The American Joint Distribution Committee helped settle some of the refugees, but Mauricio Hochschild wanted the refugees to be able to work and support themselves. It seems he also viewed the Jewish refugees as a key opportunity to help strengthen Bolivia’s economy and society. Hochschild helped found two new organizations to help his fellow Jews.

SOPRO, the Sociedad de Proteccion de los Inmigrantes Israelitas, or the Society for the Protection of Jewish Immigrants, provided monetary assistance to help the new refugees get on their feet; Hochschild personally contributed the thousands of dollars each month it took to keep SOPRO running.

He also bought three agricultural estates in the Bolivian province of Nor Yungas where Jewish refugees could work, and founded an organization called SOCOBO, the Sociedad Colonizadora de Bolivia, sometimes translated as the Society for the Protection of Israeli Immigrants, to manage the agricultural projects there. In addition, Hochschild employed Jewish refugees in his mining business.

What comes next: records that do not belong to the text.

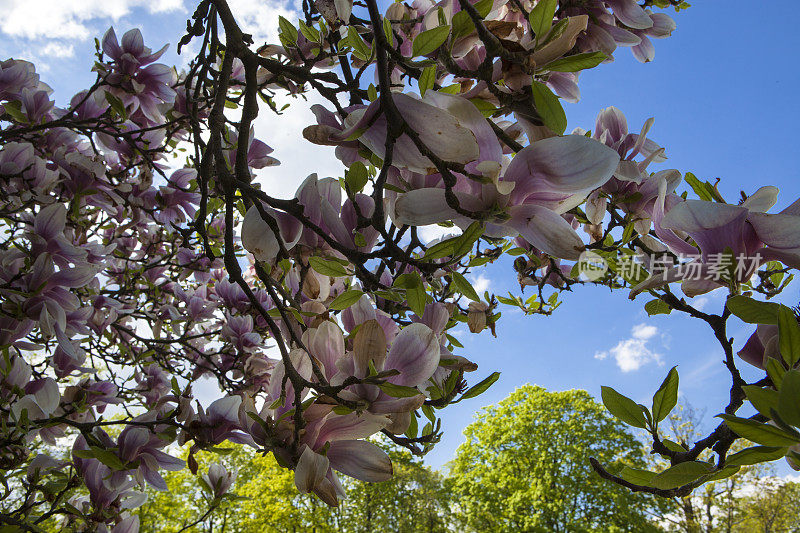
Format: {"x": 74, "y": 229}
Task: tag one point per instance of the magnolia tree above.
{"x": 139, "y": 254}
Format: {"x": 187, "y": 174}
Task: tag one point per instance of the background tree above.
{"x": 264, "y": 499}
{"x": 525, "y": 467}
{"x": 718, "y": 506}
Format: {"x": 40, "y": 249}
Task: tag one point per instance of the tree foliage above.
{"x": 139, "y": 254}
{"x": 524, "y": 467}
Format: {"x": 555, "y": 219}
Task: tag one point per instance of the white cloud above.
{"x": 633, "y": 353}
{"x": 70, "y": 19}
{"x": 480, "y": 283}
{"x": 298, "y": 157}
{"x": 260, "y": 19}
{"x": 435, "y": 231}
{"x": 55, "y": 49}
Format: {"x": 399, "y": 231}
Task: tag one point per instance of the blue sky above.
{"x": 721, "y": 90}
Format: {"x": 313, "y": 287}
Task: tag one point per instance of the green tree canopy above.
{"x": 264, "y": 499}
{"x": 524, "y": 467}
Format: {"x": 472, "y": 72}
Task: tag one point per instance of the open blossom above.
{"x": 746, "y": 232}
{"x": 543, "y": 181}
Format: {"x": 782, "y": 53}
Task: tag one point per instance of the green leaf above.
{"x": 441, "y": 249}
{"x": 398, "y": 391}
{"x": 541, "y": 17}
{"x": 312, "y": 34}
{"x": 666, "y": 396}
{"x": 764, "y": 400}
{"x": 346, "y": 299}
{"x": 360, "y": 49}
{"x": 681, "y": 474}
{"x": 703, "y": 189}
{"x": 356, "y": 177}
{"x": 775, "y": 371}
{"x": 576, "y": 62}
{"x": 117, "y": 105}
{"x": 428, "y": 41}
{"x": 417, "y": 298}
{"x": 657, "y": 307}
{"x": 14, "y": 110}
{"x": 789, "y": 398}
{"x": 406, "y": 281}
{"x": 753, "y": 311}
{"x": 623, "y": 408}
{"x": 759, "y": 433}
{"x": 481, "y": 387}
{"x": 462, "y": 285}
{"x": 725, "y": 472}
{"x": 427, "y": 79}
{"x": 288, "y": 32}
{"x": 387, "y": 30}
{"x": 326, "y": 267}
{"x": 468, "y": 238}
{"x": 411, "y": 432}
{"x": 755, "y": 455}
{"x": 637, "y": 476}
{"x": 549, "y": 107}
{"x": 462, "y": 22}
{"x": 788, "y": 335}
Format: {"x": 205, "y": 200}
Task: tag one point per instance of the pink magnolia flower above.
{"x": 542, "y": 182}
{"x": 751, "y": 235}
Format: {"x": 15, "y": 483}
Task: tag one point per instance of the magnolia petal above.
{"x": 547, "y": 231}
{"x": 421, "y": 207}
{"x": 327, "y": 344}
{"x": 713, "y": 226}
{"x": 631, "y": 14}
{"x": 563, "y": 43}
{"x": 777, "y": 230}
{"x": 258, "y": 237}
{"x": 350, "y": 427}
{"x": 565, "y": 165}
{"x": 415, "y": 353}
{"x": 361, "y": 460}
{"x": 310, "y": 470}
{"x": 762, "y": 200}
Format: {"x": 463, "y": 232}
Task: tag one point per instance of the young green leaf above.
{"x": 666, "y": 396}
{"x": 541, "y": 17}
{"x": 755, "y": 455}
{"x": 681, "y": 474}
{"x": 549, "y": 107}
{"x": 481, "y": 387}
{"x": 427, "y": 79}
{"x": 753, "y": 311}
{"x": 326, "y": 267}
{"x": 429, "y": 40}
{"x": 398, "y": 391}
{"x": 789, "y": 335}
{"x": 623, "y": 408}
{"x": 346, "y": 299}
{"x": 576, "y": 62}
{"x": 789, "y": 398}
{"x": 462, "y": 285}
{"x": 764, "y": 400}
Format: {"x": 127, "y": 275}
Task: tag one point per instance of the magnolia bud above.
{"x": 399, "y": 422}
{"x": 369, "y": 344}
{"x": 476, "y": 318}
{"x": 395, "y": 11}
{"x": 311, "y": 286}
{"x": 258, "y": 237}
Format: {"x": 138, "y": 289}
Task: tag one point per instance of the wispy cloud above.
{"x": 70, "y": 19}
{"x": 632, "y": 353}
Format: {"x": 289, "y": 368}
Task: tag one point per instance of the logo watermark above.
{"x": 591, "y": 266}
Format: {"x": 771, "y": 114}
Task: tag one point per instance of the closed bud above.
{"x": 369, "y": 344}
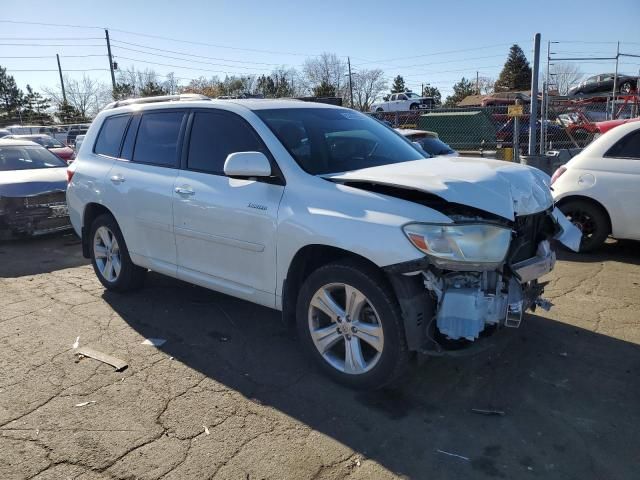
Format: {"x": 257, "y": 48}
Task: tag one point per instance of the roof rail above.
{"x": 183, "y": 97}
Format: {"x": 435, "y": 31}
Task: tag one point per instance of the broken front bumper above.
{"x": 35, "y": 215}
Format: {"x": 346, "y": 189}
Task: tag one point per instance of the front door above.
{"x": 225, "y": 228}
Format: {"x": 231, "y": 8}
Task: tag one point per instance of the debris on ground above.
{"x": 155, "y": 342}
{"x": 453, "y": 455}
{"x": 482, "y": 411}
{"x": 116, "y": 363}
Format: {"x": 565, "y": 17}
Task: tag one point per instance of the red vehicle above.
{"x": 56, "y": 147}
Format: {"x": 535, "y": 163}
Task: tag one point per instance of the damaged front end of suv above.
{"x": 481, "y": 271}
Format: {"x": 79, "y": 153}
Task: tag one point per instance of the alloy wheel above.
{"x": 345, "y": 328}
{"x": 106, "y": 252}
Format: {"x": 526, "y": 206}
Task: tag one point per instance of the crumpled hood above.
{"x": 502, "y": 188}
{"x": 28, "y": 183}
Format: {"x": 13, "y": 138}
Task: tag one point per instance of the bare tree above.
{"x": 367, "y": 86}
{"x": 564, "y": 76}
{"x": 326, "y": 68}
{"x": 86, "y": 95}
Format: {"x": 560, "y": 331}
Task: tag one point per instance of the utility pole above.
{"x": 64, "y": 93}
{"x": 350, "y": 83}
{"x": 615, "y": 83}
{"x": 533, "y": 112}
{"x": 113, "y": 77}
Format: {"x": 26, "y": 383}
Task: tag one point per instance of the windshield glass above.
{"x": 47, "y": 142}
{"x": 25, "y": 157}
{"x": 331, "y": 140}
{"x": 435, "y": 146}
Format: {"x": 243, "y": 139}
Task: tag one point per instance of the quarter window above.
{"x": 627, "y": 147}
{"x": 216, "y": 135}
{"x": 110, "y": 136}
{"x": 157, "y": 140}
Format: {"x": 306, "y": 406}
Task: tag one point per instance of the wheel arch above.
{"x": 589, "y": 200}
{"x": 91, "y": 212}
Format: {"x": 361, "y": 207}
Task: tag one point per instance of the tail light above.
{"x": 558, "y": 173}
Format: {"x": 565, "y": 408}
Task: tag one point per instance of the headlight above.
{"x": 461, "y": 246}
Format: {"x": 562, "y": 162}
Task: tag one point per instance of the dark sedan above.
{"x": 625, "y": 84}
{"x": 33, "y": 184}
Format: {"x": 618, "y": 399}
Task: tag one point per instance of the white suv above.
{"x": 376, "y": 252}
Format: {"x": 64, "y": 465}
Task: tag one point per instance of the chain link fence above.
{"x": 490, "y": 131}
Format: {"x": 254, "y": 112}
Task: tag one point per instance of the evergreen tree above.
{"x": 516, "y": 73}
{"x": 398, "y": 85}
{"x": 325, "y": 89}
{"x": 462, "y": 89}
{"x": 11, "y": 97}
{"x": 433, "y": 92}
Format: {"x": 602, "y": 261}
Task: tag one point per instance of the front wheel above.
{"x": 350, "y": 323}
{"x": 590, "y": 219}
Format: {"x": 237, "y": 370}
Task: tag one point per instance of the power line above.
{"x": 183, "y": 59}
{"x": 188, "y": 54}
{"x": 175, "y": 66}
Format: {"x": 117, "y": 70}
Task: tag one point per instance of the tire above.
{"x": 591, "y": 219}
{"x": 104, "y": 252}
{"x": 626, "y": 87}
{"x": 375, "y": 363}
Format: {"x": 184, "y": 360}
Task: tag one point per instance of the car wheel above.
{"x": 349, "y": 321}
{"x": 110, "y": 257}
{"x": 626, "y": 87}
{"x": 591, "y": 220}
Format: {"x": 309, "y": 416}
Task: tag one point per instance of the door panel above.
{"x": 226, "y": 230}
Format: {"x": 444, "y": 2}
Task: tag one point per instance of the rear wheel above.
{"x": 591, "y": 220}
{"x": 110, "y": 257}
{"x": 350, "y": 323}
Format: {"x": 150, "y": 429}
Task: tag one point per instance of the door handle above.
{"x": 184, "y": 190}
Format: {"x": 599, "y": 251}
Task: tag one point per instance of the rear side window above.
{"x": 214, "y": 136}
{"x": 627, "y": 147}
{"x": 158, "y": 138}
{"x": 110, "y": 136}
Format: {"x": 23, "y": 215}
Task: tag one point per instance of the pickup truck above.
{"x": 401, "y": 102}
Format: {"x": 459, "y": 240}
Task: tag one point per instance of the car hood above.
{"x": 28, "y": 183}
{"x": 502, "y": 188}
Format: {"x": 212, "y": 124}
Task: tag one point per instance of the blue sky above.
{"x": 426, "y": 42}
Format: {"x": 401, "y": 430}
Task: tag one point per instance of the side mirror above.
{"x": 247, "y": 164}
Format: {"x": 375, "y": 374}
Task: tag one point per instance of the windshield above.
{"x": 46, "y": 142}
{"x": 26, "y": 157}
{"x": 435, "y": 146}
{"x": 331, "y": 140}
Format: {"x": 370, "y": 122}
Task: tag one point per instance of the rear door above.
{"x": 225, "y": 228}
{"x": 140, "y": 187}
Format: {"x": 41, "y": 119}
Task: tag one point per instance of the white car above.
{"x": 599, "y": 189}
{"x": 318, "y": 211}
{"x": 402, "y": 102}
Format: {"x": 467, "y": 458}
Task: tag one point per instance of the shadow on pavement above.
{"x": 570, "y": 396}
{"x": 36, "y": 255}
{"x": 626, "y": 251}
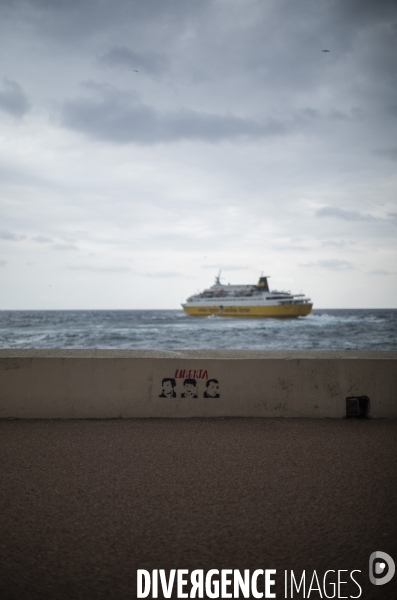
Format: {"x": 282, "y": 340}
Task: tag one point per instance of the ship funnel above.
{"x": 262, "y": 283}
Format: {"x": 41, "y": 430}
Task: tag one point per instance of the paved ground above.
{"x": 84, "y": 504}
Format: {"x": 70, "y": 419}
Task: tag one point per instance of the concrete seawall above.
{"x": 233, "y": 383}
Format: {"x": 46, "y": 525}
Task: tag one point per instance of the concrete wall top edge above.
{"x": 200, "y": 354}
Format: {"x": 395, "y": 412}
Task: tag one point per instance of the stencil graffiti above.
{"x": 168, "y": 388}
{"x": 190, "y": 387}
{"x": 212, "y": 389}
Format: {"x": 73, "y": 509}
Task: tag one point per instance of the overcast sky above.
{"x": 147, "y": 144}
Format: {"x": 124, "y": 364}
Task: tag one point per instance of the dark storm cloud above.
{"x": 118, "y": 117}
{"x": 346, "y": 215}
{"x": 13, "y": 99}
{"x": 70, "y": 21}
{"x": 149, "y": 62}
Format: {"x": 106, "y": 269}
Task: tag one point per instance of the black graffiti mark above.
{"x": 212, "y": 389}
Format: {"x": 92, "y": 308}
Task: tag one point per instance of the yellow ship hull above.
{"x": 278, "y": 311}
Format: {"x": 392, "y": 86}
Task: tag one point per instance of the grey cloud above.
{"x": 61, "y": 246}
{"x": 13, "y": 99}
{"x": 331, "y": 264}
{"x": 117, "y": 117}
{"x": 95, "y": 269}
{"x": 346, "y": 215}
{"x": 393, "y": 218}
{"x": 149, "y": 62}
{"x": 161, "y": 274}
{"x": 41, "y": 239}
{"x": 380, "y": 272}
{"x": 219, "y": 267}
{"x": 12, "y": 237}
{"x": 387, "y": 153}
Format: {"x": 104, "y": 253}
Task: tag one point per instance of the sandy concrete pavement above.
{"x": 85, "y": 503}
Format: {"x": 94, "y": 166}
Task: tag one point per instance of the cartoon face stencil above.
{"x": 189, "y": 385}
{"x": 212, "y": 389}
{"x": 168, "y": 388}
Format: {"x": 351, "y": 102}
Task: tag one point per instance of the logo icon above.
{"x": 381, "y": 568}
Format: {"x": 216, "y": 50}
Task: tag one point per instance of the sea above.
{"x": 369, "y": 329}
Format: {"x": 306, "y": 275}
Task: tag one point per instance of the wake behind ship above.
{"x": 247, "y": 301}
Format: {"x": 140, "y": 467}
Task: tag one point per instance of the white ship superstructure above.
{"x": 247, "y": 301}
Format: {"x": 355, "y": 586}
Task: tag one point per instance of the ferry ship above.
{"x": 247, "y": 301}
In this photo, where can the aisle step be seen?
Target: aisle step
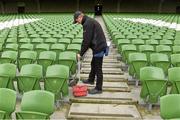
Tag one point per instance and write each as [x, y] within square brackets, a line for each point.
[111, 86]
[103, 111]
[108, 78]
[105, 70]
[107, 98]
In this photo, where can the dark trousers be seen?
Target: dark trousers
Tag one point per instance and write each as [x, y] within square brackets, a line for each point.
[96, 70]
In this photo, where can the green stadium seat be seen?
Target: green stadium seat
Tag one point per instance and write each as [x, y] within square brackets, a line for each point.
[8, 57]
[169, 107]
[29, 77]
[36, 104]
[174, 78]
[160, 60]
[7, 103]
[154, 84]
[46, 58]
[69, 59]
[56, 80]
[26, 57]
[7, 75]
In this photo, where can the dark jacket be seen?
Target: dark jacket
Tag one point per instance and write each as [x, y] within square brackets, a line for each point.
[93, 36]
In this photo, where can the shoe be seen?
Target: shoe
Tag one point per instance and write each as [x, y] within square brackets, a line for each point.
[94, 91]
[87, 82]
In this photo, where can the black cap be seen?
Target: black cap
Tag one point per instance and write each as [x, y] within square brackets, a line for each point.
[76, 15]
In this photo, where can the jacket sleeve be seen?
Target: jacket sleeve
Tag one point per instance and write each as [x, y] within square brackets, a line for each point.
[87, 38]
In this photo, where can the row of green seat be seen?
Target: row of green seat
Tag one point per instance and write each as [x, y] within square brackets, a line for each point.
[36, 104]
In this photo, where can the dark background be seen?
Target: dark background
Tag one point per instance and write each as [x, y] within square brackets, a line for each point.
[41, 6]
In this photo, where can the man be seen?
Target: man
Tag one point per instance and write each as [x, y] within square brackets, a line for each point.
[94, 38]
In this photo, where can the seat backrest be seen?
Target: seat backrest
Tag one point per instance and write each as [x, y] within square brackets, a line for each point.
[175, 58]
[158, 57]
[28, 54]
[26, 46]
[58, 47]
[42, 46]
[128, 47]
[144, 48]
[169, 106]
[38, 101]
[161, 48]
[151, 73]
[61, 71]
[67, 55]
[9, 54]
[34, 70]
[8, 69]
[47, 55]
[7, 100]
[174, 74]
[137, 57]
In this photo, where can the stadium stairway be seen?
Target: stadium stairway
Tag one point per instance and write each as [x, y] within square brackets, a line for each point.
[116, 101]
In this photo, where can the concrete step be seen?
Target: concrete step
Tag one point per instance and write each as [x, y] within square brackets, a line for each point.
[105, 65]
[105, 70]
[104, 61]
[107, 98]
[103, 111]
[111, 86]
[108, 78]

Hochschild seems to have been known as a philanthropist who could help Jews the world over. One letter in the cache is from French authorities asking Hochschild to receive and settle a thousand Jewish orphans. Another letter, from a Jewish kindergarten in La Paz, Bolivia, asks for Hochschild’s help in expanding the school “in view of the number of children who are here and others who want to come.”

Edgar Ramirez (right), the head of the archives in the Bolivian state mining company COMIBOL, with unearthed documents in El Alto, Bolivia. (Aizar Raldes/AFP)

Historians reviewing the papers now believe that Hochschild was instrumental in helping political resistance to Nazi Germany. “I am convinced that Hochschild was part of the anti-fascist apparatus,” explains Edgar Ramirez, the archive director of the Mining Corporation of Bolivia. “In order to do what he did he had to be a man linked to the resistance movements that were operating around the world.”

In Bolivian popular imagination “Hochschild was the bad guy,” Ramirez explains. Now they are realizing he was a national hero.

The documents are causing many Bolivians to question what they know of their history. In Bolivian popular imagination “Hochschild was the bad guy,” Ramirez explains. Now they are realizing he was a national hero. “He saved many souls from the Holocaust by bringing them to Bolivia and creating jobs for them,” explains Carola Campos, head of the Bolivian Mining Corporation’s Information Unit.

In the 1940s, 15,000 Jews lived in Bolivia; almost all of them had come as refugees from Nazi Europe. For years, the community flourished, with synagogues, schools, burial societies, aid organizations, sports leagues, a retirement home, and Zionist clubs. Many Jews have emigrated from Bolivia, joining larger Jewish communities in Israel, Argentina, and the United States. Today, Bolivia’s Jewish community numbers under 500 people.

Thousands of Jews around the world continue to have a key link to Bolivia, having found safe haven in this country. Today, thanks to the a cache of dusty old papers in a company warehouse, Mauricio Hochschild, the man who rescued thousands of more Jews than Oskar Schindler, is at long last being acknowledged and his story rewritten.